SEM images were recorded on JSM-6510 microscopy and JEOL FE-SEM 6700 F microscopy. TEM images were obtained on JEOL JEM-2100F. CAs were measured on the Data-Physics OCA20 machine at ambient temperature and each value was obtained by measuring five different positions. Nitrogen adsorption-desorption measurements were carried out at 77.35 K on ASAP2020 after the samples being degassed at 350 °C under vacuum for 10 h. Fourier transform infrared spectrum was recorded from 400 to 4000 cm^-1 on a Nicolet Impact 410 FTIR spectrometer. The TPD experiments were performed by using a Micromeritics AutoChem II 2920 automated chemisorption analysis unit with a thermal conductivity detector under helium flow. The separation efficiency was measured by OIL480 infrared spectrometer oil content analyzer. Optical microscopy images were taken on a CMM-55E (Leica, Germany). The mechanical properties of the membranes were measured using a testing device 410R250 (TestResources, Shakopee, MN) and five samples were tested for each stack.

Calculation methods

We considered six cluster models, representing water, NM, and CYH molecules on the Si–OH, and Ti–OH groups, respectively, which abound on the surface of STPNMs (Fig. 4a). The dangling bonds were all saturated by H atoms. All the density functional theory calculations were carried out using DMol3 program package in Materials Studio²⁹. The exchange functional PBE (Perdew–Burke–Ernzerhof correlation)³⁰ was used with the general gradient approximate (GGA). In addition, the double-numerical plus polarization functions were used as the basis sets for all atoms. Before the energy calculations, the model complexes and guest molecules were fully relaxed. The binding energy was calculated according to the following equation:

$$E_{\mathrm{binding}}={E_{\mathrm{adsorbent}}{}_{+}}_{\mathrm{adsorbate}}-\left(E_{\mathrm{adsorbent}}+E_{\mathrm{adsorbate}}\right)$$

Data availability

The data that support the findings of this study are available from the corresponding authors on request.

Author contributions

J.Y. and L.J.: Conceived and supervised the project.
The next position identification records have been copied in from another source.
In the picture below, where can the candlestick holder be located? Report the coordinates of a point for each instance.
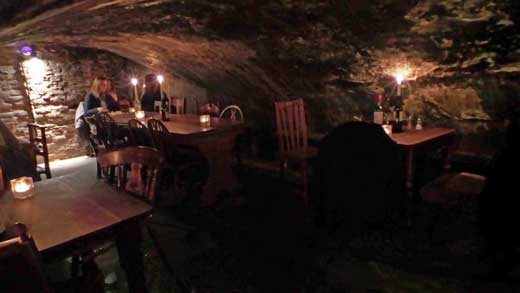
(22, 187)
(205, 120)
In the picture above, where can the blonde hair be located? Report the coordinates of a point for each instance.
(95, 85)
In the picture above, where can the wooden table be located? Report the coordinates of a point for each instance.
(415, 141)
(71, 214)
(216, 142)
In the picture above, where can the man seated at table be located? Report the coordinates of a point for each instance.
(152, 92)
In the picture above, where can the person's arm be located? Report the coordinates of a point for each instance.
(112, 103)
(92, 104)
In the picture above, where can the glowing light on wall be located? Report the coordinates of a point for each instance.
(35, 69)
(160, 78)
(26, 50)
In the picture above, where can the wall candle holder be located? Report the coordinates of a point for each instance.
(22, 187)
(205, 120)
(139, 114)
(387, 128)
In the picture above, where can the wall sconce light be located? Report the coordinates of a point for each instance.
(26, 51)
(22, 187)
(205, 120)
(139, 114)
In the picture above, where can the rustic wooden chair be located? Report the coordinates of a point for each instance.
(178, 106)
(2, 176)
(138, 133)
(232, 112)
(291, 127)
(38, 141)
(108, 131)
(142, 180)
(157, 105)
(186, 164)
(20, 265)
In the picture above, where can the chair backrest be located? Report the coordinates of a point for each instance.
(159, 133)
(38, 139)
(124, 105)
(106, 129)
(145, 163)
(20, 266)
(179, 104)
(138, 133)
(209, 108)
(291, 126)
(232, 112)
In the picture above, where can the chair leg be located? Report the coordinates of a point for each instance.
(305, 183)
(283, 167)
(162, 255)
(47, 169)
(98, 171)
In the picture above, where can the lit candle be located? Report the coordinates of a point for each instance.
(137, 102)
(387, 128)
(205, 120)
(22, 187)
(160, 79)
(139, 114)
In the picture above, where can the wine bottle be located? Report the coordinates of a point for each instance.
(378, 111)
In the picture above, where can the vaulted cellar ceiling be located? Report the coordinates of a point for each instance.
(337, 54)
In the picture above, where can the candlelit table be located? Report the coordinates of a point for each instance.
(425, 140)
(70, 215)
(215, 142)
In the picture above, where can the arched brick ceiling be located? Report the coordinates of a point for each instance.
(333, 52)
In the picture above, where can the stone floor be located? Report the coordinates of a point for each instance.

Y.W. and J.D.: Designed the experiments and contributed equally to this work. Y.W.: Carried out all the experiments, Y.W. and B.W. performed some of the experiments. X.L.: Carried out theoretical calculations. N.W.: Was responsible for the TEM and TPD characterization. Y.W. and J.D.: Wrote the manuscript, L.W., and Y.T.: Participated in the discussion, and J.Y. and Y.T. revised the manuscript. All authors discussed the results and commented on the manuscript.

Competing interests

The authors declare no competing financial interests.